NOTE: This is a work in progress. I’ve learned since that to make this truly convincing, it has to protect anonimity even better than mail in voting (which doesn’t protect it very much).
Our current voting system has the following problems:
- It’s slow, things have to be counted by hand.
- Counting by hand makes it error prone. There is always some margin of error.
- A manual process is easy to attack as fraudulent.
So far, making voting electronic and online has been out of the question because of security concerns. To address the security concerns, an online voting system should have the following features:
- Ability for any voter to personally verify that their vote was counted correctly.
- Ability any independent party to verify the results of the election.
I would like to propose a design for a voting system that would allow everyone to vote online in a secure way that they, or anyone else, can personally verify:
Voters mailed voter ID
First, the government mails a voter ID to everyone who is eligible to vote. This voter ID is not secret. If someone swaps or hijack your voter ID, you’ll catch it yourself after the election.
On election day, everyone uses a government website to vote. All they do is enter their voter ID, who they vote for, and a passphrase of their choosing. They are encouraged to write this down and keep it secret.

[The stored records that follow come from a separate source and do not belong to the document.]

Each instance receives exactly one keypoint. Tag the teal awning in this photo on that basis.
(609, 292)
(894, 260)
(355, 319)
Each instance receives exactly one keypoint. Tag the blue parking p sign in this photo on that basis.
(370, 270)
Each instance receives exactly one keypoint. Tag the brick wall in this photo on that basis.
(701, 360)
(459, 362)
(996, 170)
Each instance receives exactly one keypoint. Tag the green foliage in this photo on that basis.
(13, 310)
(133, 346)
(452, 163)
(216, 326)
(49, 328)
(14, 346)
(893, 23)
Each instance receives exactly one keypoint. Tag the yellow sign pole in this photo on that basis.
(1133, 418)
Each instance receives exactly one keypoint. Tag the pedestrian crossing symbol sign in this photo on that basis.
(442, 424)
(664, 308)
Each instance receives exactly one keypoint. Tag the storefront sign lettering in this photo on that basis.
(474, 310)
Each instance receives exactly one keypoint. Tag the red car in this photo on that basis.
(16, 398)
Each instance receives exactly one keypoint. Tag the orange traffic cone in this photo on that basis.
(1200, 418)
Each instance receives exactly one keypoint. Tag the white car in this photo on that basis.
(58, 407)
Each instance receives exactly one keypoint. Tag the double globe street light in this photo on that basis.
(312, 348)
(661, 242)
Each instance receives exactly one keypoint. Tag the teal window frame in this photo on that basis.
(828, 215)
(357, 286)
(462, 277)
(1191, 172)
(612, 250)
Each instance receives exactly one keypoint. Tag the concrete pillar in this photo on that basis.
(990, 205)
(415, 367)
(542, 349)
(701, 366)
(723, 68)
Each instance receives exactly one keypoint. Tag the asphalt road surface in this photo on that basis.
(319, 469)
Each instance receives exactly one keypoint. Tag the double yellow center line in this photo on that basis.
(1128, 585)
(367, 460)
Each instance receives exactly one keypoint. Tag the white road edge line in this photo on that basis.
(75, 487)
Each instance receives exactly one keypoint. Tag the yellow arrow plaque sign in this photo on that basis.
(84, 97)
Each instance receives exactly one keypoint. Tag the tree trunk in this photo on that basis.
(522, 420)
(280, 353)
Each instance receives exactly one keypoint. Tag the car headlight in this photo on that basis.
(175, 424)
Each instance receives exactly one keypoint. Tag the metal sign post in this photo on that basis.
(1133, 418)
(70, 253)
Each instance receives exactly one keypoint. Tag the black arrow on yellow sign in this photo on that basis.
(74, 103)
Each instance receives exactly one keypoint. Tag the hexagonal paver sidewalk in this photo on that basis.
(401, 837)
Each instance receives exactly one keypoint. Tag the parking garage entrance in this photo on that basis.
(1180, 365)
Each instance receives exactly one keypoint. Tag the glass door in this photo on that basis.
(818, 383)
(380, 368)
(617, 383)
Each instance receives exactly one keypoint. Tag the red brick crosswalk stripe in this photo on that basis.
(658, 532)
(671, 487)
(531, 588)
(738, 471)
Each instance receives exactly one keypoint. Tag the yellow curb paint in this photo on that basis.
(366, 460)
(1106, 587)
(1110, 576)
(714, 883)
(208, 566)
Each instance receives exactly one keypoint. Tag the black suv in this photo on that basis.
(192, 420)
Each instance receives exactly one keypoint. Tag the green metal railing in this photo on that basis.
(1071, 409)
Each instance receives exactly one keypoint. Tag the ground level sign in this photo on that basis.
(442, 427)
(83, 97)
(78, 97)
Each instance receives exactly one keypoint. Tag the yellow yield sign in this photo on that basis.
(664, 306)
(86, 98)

The government records each vote in a table with 3 columns:
The first column is generated by combining the voter id with a secret only the government knows. This allows the dataset to guarantee one vote per voter ID without exposing the voter ID. It also allows the goverment to verify that a vote exists for a voter ID.

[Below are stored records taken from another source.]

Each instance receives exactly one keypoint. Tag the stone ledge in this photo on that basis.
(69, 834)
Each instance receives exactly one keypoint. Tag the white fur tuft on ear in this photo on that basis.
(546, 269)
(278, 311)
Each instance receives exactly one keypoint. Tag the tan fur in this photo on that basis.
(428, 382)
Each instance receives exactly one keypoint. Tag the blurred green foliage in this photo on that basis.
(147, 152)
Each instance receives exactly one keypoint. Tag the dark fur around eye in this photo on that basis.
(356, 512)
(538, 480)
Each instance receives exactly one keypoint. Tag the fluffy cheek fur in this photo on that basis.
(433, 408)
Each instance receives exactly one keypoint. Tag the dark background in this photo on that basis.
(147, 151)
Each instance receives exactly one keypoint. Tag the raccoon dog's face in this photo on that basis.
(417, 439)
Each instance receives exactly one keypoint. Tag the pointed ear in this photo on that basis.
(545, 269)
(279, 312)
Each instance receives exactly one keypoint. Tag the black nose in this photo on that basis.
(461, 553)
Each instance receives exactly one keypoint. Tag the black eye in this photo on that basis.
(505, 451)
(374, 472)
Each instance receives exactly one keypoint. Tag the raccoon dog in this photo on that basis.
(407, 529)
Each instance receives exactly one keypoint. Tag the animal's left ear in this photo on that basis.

The third column is computed by combining the voter id, the vote and the voters chosen passphrase passed through a one-way hashing algorithm that obfuscates and “signs” it.
A one-way hash is an algorithm that takes input and scrambles it in a predictable but irreversible way. It’s predictable because if you pass the same inputs, you get the same hash every time. But, if the voter’s chosen passphrase is long enough, like say 20 characters and contains numbers and letters, the earth would long be swallowed by the sun before any of todays computers could brute force what inputs resulted in the hash. This makes it one-way and irreversible.
As soon as election day ends and the polls are closed and results announced, this 3 column table dataset is shared publicly with the world. It could be posted by university servers and would be downloadable by anyone.
Anyone could download the dataset, create their own hash of their voter ID, vote and passphrase and then make sure that one of the rows in the table contains that hash. If it does, they know with certainty that their vote was counted correctly.
After verifying their own vote was counted, they can run a query to sum all the votes and verify the election results as reported by the press. If a few thousand people do this, verify their own vote was counted in a datase that matches the announced results, there is extremely extremely high confidence that the results have not been tampered with.
Everyone in the country can help participate in the verification of the database. Thousands of people will verify their own votes, plus they will verify different datasets match. Multiple independent parties can create ways for non-technical people to verify their own votes.